Alan and Roger
Thank you for your interest and and kind remarks. I wasn't fishing for compliments, and the pix were just meant to show folks how I have been getting on with LR, but if someone actually liked them then that kind of makes my day. It looks as if LR3 is going to solve having to do my perspective correction in PS as well, so that's another upgrade to pay for. Ho hum.

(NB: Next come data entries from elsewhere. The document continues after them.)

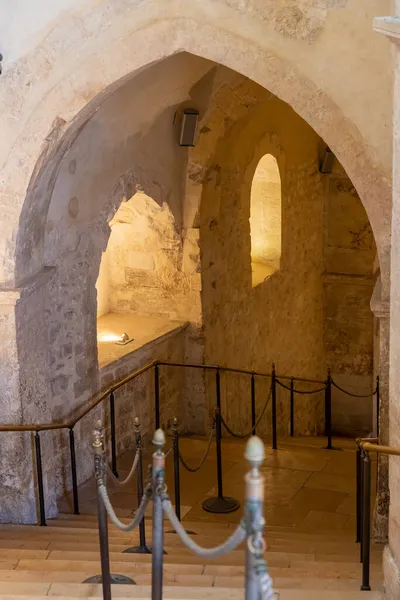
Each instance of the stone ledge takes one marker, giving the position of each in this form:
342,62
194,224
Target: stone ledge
348,279
389,26
11,296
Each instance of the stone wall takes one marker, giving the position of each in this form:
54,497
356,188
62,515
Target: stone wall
348,285
280,320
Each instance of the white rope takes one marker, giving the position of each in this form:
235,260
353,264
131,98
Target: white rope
117,481
230,544
139,513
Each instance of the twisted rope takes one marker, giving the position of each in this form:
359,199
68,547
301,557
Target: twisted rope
230,544
203,460
264,580
351,393
242,436
300,391
102,490
117,481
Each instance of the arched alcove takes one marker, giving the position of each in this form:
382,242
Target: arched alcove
265,219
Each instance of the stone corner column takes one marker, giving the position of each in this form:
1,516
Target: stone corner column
390,27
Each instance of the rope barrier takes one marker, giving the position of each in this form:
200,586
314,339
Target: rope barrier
300,391
351,393
230,544
264,581
203,460
139,513
131,472
242,436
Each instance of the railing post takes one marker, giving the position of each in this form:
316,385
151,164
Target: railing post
378,402
142,548
366,525
39,471
328,410
158,520
253,404
177,482
253,514
292,407
358,493
361,502
157,395
113,440
98,447
273,388
219,504
73,471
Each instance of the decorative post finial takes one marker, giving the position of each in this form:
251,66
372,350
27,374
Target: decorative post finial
255,452
98,438
159,440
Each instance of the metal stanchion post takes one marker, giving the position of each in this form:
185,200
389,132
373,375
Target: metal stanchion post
177,481
100,469
366,524
273,388
40,480
292,407
73,471
220,503
113,436
253,404
253,513
158,521
157,395
142,548
358,493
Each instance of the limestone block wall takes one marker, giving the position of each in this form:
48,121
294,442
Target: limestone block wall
348,285
281,319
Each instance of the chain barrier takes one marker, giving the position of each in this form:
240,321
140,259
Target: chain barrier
117,481
230,544
245,435
351,393
203,460
300,391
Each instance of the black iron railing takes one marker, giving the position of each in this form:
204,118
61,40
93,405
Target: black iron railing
220,503
363,499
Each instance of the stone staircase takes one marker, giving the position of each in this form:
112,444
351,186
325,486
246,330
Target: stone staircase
55,560
310,531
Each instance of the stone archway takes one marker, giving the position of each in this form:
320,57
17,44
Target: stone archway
66,94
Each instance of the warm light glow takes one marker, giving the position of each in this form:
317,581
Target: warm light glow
265,219
107,336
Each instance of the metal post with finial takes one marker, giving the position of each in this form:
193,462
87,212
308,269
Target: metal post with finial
158,474
254,481
142,548
106,578
273,407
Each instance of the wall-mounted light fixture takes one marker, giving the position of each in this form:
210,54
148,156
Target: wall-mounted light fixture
124,339
326,163
190,118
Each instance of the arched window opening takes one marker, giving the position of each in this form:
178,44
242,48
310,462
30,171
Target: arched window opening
265,220
136,277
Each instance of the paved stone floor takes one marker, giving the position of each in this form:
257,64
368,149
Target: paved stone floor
306,486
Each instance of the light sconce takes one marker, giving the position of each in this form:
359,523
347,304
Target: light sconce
124,339
190,118
326,163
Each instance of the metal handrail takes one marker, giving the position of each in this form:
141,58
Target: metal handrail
367,446
35,427
363,499
70,424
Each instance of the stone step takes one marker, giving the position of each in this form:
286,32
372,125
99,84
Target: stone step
192,593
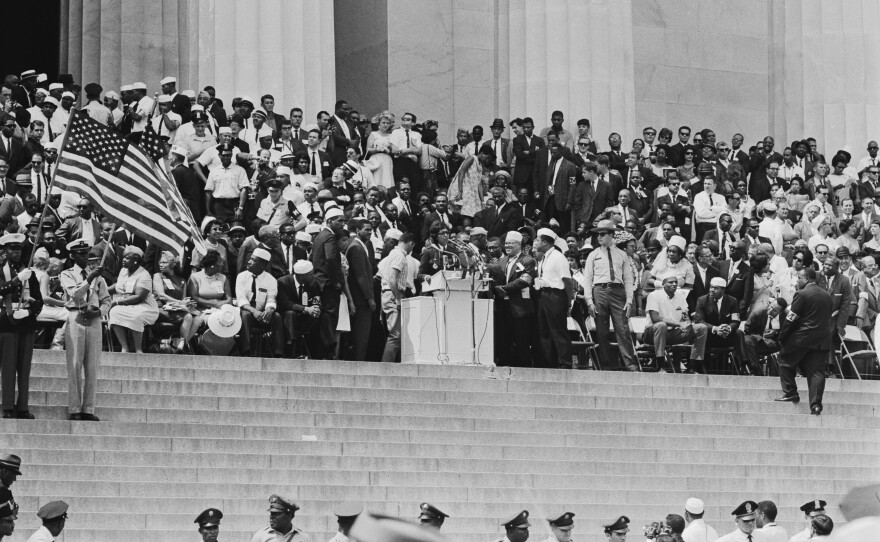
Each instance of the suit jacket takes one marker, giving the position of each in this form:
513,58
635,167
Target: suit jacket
498,223
707,311
360,274
701,288
807,322
525,154
513,285
327,261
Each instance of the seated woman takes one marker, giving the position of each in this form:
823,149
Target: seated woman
169,288
133,305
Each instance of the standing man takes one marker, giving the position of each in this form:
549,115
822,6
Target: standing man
613,285
554,302
86,300
281,529
806,340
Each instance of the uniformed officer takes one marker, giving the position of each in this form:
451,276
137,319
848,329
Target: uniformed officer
54,516
746,513
561,525
517,528
346,514
209,524
431,516
281,528
8,512
607,269
810,510
617,529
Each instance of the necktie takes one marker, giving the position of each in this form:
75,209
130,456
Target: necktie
610,263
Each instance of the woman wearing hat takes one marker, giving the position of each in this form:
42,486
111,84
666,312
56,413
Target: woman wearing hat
133,305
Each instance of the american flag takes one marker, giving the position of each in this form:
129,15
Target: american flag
124,184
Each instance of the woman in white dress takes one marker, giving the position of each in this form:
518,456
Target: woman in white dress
133,305
379,149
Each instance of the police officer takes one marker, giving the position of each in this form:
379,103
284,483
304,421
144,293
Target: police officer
617,529
346,514
209,524
613,285
281,528
561,525
810,510
746,513
806,339
431,516
517,528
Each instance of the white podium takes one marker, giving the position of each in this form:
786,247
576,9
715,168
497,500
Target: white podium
451,327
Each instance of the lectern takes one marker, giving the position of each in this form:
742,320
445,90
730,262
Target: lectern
453,326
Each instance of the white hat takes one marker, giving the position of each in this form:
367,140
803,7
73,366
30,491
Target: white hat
332,212
226,322
678,241
301,267
718,281
262,254
694,506
547,232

I'm not trying to set myself up as some sort of B/W conversion guru either (now I'm feeling nervous about my workflow) as there are others here far more experienced than I am. But I do have quite definite (fixed? or possibly fossilised?) ideas about how I want my prints to look, I suppose. The debate I am having with myself basically revolves around two alternative but complementary paradigms. Starting with the real world, which is (mostly) experienced in colour, the aim of a B/W print is to end up with a monochromatic version of it in two-dimensional form. With film or digital B/W, we can manipulate the image in two specific ways. First, in terms of the spectral values of the image (by making different parts of the colour spectrum lighter or darker) which we do using coloured filters with film, or by manipulation of the underlying colour values in a digital editor. Second, by manipulating the luminance values of the image - in a darkroom with exposure and paper grades, in a digital editor with EV, brightness, contrast and so forth. The question then arises, for a given editing task should one use one or other, or both, and if both in what order, what proportion, and to what final purpose?

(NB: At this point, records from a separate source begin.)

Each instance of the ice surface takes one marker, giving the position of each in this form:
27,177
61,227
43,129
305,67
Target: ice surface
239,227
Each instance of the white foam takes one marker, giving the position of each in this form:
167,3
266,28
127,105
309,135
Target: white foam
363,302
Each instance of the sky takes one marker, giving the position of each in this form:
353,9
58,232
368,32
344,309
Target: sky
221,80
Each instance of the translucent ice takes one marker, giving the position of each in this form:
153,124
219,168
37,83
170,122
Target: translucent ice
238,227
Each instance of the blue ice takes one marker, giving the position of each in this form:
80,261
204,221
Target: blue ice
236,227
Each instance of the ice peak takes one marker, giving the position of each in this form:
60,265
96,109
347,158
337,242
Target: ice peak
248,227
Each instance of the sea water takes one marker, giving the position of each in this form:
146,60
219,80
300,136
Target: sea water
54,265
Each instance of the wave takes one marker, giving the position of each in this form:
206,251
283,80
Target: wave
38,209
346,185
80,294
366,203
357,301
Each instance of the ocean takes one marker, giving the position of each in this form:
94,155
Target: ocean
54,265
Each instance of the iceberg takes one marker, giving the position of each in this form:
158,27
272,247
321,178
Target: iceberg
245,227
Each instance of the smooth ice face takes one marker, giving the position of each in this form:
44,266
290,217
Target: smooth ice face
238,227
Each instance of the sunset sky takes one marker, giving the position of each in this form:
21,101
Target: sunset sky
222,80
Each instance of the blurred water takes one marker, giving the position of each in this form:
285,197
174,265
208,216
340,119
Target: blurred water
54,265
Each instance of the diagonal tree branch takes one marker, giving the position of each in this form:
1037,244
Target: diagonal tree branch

This is stuff I think about as I drive to work in the mornings. Maybe I need to get out more
John
PS Roger, the church porch interior is at Kea near Truro, and is a wonderful Arts and Crafts wooden framed edifice with hand-made glass from 1897, designed by G H Fellowes-Prynne. This is the fourth church for the parish of St Kea. The medieval church was abandoned in the early 1800s, and only the tower still stands. The little Mission Church in photo 3 was built in the churchyard in 1863. A Georgian parish church which had been built about a mile to the west in 1804 was found to be so poorly constructed it had to be pulled down in the early 1890s, and Fellowes-Prynne's fine new building is the one we can visit today. Hmmm. This is what happens when I do get out more.